Eight-year-old Ella LaVoie has so much compassion she’s taken it upon herself to organize a blanket-making and collection project for Hurricane Sandy victims on the East Coast.
The Kent girl began the project the day before Thanksgiving and hasn’t stopped.
“I felt like it just looked terrible,” Ella said of the news coverage of the storm. “I saw people walking and the water was up to their waists, cars being flooded, and it just looked super bad.”
Ella, who attends Martin Sortun Elementary School, was inspired to act because of the charitable giving her parents and friends participate in and her family’s recent experiences.
The day after Ella’s family came home from the hospital following her younger brother, Brogan’s, brain surgery, is the day she saw the hurricane coverage.
She told her mother, Nicole, she wanted to help, and her mother told her to pray.
“And she looked at us and said, ‘I will, but that’s not enough. What else can we do?'” Nicole said.
A bit overwhelmed after her son’s surgery, Nicole didn’t know what to do.

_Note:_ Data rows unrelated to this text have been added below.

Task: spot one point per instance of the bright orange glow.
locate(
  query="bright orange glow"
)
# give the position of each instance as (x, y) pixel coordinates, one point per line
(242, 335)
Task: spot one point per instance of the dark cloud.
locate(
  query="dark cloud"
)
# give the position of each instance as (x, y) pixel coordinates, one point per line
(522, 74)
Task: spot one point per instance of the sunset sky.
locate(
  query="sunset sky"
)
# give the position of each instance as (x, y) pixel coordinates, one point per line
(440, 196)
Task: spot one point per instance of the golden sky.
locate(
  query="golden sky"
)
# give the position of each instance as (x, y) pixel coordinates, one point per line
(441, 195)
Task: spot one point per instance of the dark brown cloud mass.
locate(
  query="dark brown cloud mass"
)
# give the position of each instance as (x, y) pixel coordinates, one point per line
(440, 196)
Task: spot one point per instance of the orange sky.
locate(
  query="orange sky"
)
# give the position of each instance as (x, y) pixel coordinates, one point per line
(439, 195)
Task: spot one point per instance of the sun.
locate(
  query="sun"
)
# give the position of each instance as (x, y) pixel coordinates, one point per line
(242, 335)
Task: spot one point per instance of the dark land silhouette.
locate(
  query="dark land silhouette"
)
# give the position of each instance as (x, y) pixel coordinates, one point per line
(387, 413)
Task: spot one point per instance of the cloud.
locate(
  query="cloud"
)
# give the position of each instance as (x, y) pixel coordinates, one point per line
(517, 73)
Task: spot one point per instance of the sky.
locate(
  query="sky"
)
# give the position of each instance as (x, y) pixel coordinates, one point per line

She enlisted the help of a friend at church who helped Ella organize a bake sale.
Soon, nearly $900 was raised.
Then a teammate, Beth Whitton, from Valley Girls and Guys Three-Day Breast Cancer Walk, suggested the blanket project.
On Dec. 2, Ella hosted her first blanket-making party at Greaney Law Firm and received $300 in donations from the attorneys.
She also will receive donated material from Joann Fabric and Craft Stores to make 40 more blankets.
Ella has collected about 150 blankets that World Vision is expected to ship to the East Coast.
Ella’s mother couldn’t be more proud of her.
“It makes me feel comfortable knowing that the younger generation is going to come up doing these good things for other people,” Nicole said.
Ella has seen a lot of fundraising and selfless acts in her young life, her mother said.
Nicole has lost two aunts to breast cancer, in addition to her son contending with a brain tumor.
The LaVoies don’t have any family or friends on the East Coast affected by the storm.
“I sort of know how it feels, but not as bad because my brother, he had brain surgery twice,” Ella said. “It was not long after his brain surgery that I heard about Hurricane Sandy.”
Ella takes her Girl Scouts membership and pledge to help people at all times seriously, she said.
New blanket donations have been dropped off at Trapper’s Sushi locations. Donations also can be dropped off at Greaney Law Firm, 124 Fourth Ave. S., Suite 240, Kent.